Controlled Directional Drilling

Controlled Directional Drilling

 

a method of drilling wells that deviate from the vertical according to a predetermined curve. Controlled directional drilling was first used in the USSR in the Groznyi oil fields in 1934. In 1972, approximately 25 percent of the wells drilled for petroleum in the USSR (in terms of length in meters) were drilled by the controlled directional method.

Controlled directional drilling is advantageous in cases of complex terrain (for example, if a deposit is located beneath a large body of water or structures with foundations and basements), under geological conditions of bedding of minerals that make them inaccessible by means of vertical shafts, during multiple or multiple-face drilling, and to extinguish burning oil and gas wells. In geological prospecting, controlled directional drilling is done with drilling rigs (jacks and supports), in which case the well is drilled directly into the earth at an angle; during the opening of oil and gas beds, it is done with turbodrills or by the rotary method (the well is drilled vertically from the surface, with subsequent deviation in the desired direction at a specified depth).

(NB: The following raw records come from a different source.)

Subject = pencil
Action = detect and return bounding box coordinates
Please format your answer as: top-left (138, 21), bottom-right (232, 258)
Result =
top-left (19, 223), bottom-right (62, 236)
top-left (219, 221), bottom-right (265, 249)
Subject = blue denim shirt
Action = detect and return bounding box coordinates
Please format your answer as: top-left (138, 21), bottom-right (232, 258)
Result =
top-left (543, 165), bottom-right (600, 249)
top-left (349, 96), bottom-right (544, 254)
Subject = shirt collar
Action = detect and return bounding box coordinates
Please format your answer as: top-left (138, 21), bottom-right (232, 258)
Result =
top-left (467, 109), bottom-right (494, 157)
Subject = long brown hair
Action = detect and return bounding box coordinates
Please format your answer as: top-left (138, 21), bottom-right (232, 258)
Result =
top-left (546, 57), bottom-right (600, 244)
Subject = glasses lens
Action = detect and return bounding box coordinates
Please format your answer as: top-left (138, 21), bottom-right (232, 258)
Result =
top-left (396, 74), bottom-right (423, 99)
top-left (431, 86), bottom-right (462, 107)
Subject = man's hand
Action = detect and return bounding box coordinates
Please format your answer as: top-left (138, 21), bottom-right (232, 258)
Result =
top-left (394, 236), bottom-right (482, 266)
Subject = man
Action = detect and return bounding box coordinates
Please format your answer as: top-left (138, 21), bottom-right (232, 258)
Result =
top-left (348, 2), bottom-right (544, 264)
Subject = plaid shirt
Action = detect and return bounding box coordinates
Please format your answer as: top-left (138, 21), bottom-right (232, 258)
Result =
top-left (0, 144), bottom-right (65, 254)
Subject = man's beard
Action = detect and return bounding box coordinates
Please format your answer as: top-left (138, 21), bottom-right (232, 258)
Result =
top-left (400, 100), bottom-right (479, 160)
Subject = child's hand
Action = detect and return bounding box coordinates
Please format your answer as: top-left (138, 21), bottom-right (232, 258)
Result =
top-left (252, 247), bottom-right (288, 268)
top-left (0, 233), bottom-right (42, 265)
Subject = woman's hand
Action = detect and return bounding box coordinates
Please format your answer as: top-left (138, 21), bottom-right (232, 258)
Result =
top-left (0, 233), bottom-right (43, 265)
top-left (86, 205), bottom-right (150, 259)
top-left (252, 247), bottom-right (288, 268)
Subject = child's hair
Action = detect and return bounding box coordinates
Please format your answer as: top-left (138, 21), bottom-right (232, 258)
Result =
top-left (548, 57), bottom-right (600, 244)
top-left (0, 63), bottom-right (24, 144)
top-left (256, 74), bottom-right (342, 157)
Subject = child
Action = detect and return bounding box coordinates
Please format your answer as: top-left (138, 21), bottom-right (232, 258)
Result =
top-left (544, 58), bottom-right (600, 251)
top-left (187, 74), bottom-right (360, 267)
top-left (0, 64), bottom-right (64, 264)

The deviation of the well from the vertical (the change of the zenith angle and the drilling azimuth) is produced by means of deflecting devices, such as turbine whipstocks. Straight inclined portions are drilled with the aid of drilling devices consisting of centering and gauging elements. The greatest deviation from the vertical in controlled directional drilling (3, 836 m) was achieved at Cook Inlet (USA); a deviation of 2, 453 m was made on Sakhalin Island (USSR) in 1972.

REFERENCES

Gulizade, M. P. Turbinnoe burenie naklonnykh skvazhin. Baku, 1959.
Kalinin, A. G. Iskrivlenie burovykh skvazhin. Moscow, 1963.
Bronzov, A. S. , Iu. S. Vasil’ev, and G. A. Shetler. Turbinnoe burenie naklonnykh skvazhin, 2nd ed. Moscow, 1965.